Sidney Crosby participates in practice Thursday. Crosby has not been restricted in drills at practices for weeks and reports are predicting he will return to playing in games soon.
By Dave Molinari Pittsburgh Post-Gazette
For weeks, people outside the Penguins organization pointed to their game tonight against Dallas as a likely date for Sidney Crosby to resume playing.
After all, Crosby has been progressing nicely for some time, and the Stars game comes after a slow stretch in the Penguins schedule.
Logical as such thinking might have been, it wasn't accurate.
Coach Dan Bylsma said Thursday that Crosby, who hasn't played since Jan. 5 because of a concussion, won't be in uniform for the Dallas game or the one Saturday night at Carolina.
That means the earliest Crosby could return is the home game Tuesday against Colorado.
"He had a good week of practice and is progressing, but he won't be playing this weekend," Bylsma said. "We're not keeping a secret. When he's going to play, we'll make sure we let you know."
The Penguins, though, could be getting right winger Tyler Kennedy back tonight.
He has missed the past nine games because of a concussion, and Bylsma said that whether to use him will be "game-time decision."
Because Kennedy is questionable, at best, the Penguins recalled left winger Eric Tangradi from their minor league team in Wilkes-Barre. He has seven goals and five assists in 12 games with the Baby Penguins.
6 players on All-Star ballot
Even though he hasn't played in more than 10 months, Crosby headlines a list of six Penguins on the ballot for the 2012 NHL All-Star Game.
The others are centers Evgeni Malkin and Jordan Staal, winger James Neal, defenseman Kris Letang and goalie Marc-Andre Fleury.
Voting will be entirely digital for the sixth consecutive season and will begin Monday online at NHL.com/vote and via mobile devices.
They just stood still
The most popular topic of discussion in the Penguins locker room Thursday might have been the 1-3-1 configuration Tampa Bay broke out early in its 2-1 overtime victory against Philadelphia the previous night.
And, more to the point, the Flyers reaction to it.
Which, at least for a while, was to do nothing.
With the Lightning players deployed strategically in the neutral zone, the Flyers declined to force play into the Tampa Bay end.

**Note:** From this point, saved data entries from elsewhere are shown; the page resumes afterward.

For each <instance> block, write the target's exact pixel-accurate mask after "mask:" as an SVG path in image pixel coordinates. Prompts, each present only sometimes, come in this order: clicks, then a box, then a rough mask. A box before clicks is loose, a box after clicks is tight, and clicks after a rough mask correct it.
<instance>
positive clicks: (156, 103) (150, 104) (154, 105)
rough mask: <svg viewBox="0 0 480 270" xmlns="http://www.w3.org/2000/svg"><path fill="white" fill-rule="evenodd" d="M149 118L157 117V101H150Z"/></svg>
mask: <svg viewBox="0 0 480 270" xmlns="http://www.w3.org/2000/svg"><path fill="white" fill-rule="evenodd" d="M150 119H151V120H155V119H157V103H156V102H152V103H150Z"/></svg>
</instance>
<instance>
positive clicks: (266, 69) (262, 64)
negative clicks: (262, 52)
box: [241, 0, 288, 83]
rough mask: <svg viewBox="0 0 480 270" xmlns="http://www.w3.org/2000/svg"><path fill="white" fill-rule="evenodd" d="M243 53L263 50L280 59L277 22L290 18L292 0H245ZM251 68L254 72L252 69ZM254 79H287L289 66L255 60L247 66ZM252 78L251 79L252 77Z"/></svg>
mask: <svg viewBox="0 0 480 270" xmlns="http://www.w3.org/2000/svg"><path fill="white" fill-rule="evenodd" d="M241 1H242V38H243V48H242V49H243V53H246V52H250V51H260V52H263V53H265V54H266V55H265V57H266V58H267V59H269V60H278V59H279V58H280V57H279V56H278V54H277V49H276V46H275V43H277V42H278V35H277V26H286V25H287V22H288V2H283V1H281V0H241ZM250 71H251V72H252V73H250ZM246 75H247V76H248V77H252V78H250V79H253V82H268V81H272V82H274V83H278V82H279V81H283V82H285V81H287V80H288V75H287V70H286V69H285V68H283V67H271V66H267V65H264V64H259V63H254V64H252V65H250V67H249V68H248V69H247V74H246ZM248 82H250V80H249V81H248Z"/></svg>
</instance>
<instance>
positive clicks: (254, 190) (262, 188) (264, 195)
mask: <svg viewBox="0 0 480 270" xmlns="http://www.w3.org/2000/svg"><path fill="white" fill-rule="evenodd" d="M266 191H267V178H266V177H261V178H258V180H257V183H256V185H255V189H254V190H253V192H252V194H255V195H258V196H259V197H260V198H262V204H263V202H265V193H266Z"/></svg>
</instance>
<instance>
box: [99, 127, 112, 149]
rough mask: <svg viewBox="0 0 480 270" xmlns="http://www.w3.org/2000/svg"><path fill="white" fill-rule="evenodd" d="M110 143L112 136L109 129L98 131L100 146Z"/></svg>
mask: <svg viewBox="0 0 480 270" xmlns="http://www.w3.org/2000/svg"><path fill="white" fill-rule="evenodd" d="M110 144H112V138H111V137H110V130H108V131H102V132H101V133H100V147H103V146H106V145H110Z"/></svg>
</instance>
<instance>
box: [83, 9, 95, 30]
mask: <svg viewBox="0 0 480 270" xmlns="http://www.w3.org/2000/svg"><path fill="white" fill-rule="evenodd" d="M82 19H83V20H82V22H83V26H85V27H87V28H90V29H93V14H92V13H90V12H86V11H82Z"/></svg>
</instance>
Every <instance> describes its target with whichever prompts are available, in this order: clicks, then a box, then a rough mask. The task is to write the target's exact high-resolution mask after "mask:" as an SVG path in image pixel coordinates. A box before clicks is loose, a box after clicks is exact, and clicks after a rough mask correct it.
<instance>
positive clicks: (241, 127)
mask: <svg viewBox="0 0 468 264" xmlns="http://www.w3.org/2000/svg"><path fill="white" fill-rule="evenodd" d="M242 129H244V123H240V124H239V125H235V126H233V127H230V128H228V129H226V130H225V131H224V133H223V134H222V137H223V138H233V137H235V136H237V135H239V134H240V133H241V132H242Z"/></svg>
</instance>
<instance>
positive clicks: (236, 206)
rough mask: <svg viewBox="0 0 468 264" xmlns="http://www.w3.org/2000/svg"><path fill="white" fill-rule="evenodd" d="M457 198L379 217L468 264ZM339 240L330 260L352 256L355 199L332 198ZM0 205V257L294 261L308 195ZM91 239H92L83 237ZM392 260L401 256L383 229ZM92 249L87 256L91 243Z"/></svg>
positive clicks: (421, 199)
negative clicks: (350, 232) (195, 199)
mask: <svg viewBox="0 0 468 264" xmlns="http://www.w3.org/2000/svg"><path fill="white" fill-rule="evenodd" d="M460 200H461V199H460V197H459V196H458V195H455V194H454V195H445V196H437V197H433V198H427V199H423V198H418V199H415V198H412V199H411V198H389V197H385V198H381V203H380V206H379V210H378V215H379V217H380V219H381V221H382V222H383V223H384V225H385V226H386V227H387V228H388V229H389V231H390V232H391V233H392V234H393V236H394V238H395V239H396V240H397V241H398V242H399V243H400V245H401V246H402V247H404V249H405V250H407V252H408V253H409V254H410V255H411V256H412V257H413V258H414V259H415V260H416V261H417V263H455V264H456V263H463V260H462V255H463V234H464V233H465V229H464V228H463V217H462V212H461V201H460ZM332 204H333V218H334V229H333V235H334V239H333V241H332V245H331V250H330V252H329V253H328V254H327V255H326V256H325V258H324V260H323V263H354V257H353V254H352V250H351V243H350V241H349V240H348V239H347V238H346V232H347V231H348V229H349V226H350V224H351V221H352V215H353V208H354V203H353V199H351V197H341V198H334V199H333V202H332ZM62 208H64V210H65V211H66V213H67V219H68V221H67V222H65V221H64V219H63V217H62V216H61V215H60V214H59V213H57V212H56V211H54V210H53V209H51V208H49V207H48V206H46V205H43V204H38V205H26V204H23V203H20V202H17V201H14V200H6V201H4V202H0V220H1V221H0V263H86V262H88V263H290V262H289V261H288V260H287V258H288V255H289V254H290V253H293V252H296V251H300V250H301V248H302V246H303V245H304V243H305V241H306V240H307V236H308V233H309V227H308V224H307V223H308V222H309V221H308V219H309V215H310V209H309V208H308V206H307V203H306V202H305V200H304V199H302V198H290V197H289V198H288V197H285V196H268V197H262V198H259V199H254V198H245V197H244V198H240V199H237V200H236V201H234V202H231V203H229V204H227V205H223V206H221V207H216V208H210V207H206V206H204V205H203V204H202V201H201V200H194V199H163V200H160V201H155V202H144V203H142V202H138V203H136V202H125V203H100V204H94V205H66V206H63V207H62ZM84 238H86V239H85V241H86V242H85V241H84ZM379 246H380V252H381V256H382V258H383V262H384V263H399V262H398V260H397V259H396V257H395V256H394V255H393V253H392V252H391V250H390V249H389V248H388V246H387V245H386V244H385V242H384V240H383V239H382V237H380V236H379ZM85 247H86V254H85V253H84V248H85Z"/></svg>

That led to players from both sides mostly standing around, and referee Rob Martell reportedly threatening the Flyers with a delay-of-game minor if they didn't try to advance the puck.
Trouble is, there's no provision in the rulebook for that, although the Lightning had to take a more aggressive approach after Philadelphia scored a power-play goal in the second period. How much of the audience for that nationally televised game still was tuned in by then is hard to say.
"I thought it was a little comical," Penguins winger Steve Sulllivan said. "It was pretty funny to see a team try to expose another team, especially in their own rink.
"I would like to know who [the fans] were booing. Were they booing the Philadelphia Flyers for not moving the puck or were they booing the home team for standing around, doing nothing?"
The Penguins and Stars made a pretty significant trade Feb. 21, when the Penguins sent highly skilled defenseman Alex Goligoski to Dallas for winger James Neal and defenseman Matt Niskanen.
Although Niskanen was the least prominent player in the deal, he might have benefited more from the change of scenery than anyone else.
He started strong with the Penguins, then tailed off enough that his job security looked to be an issue coming into training camp.
He had a strong preseason, however, and that has carried over through the first 15 games. Niskanen has a goal, three assists, a plus-minus rating of plus-3 and is averaging about 18 1/2 minutes of ice time per game.
"[The trade] gave me an opportunity to come in with a fresh start, with a new organization," Niskanen said. "Playing with some of the best players in the world is a heck of an opportunity for me."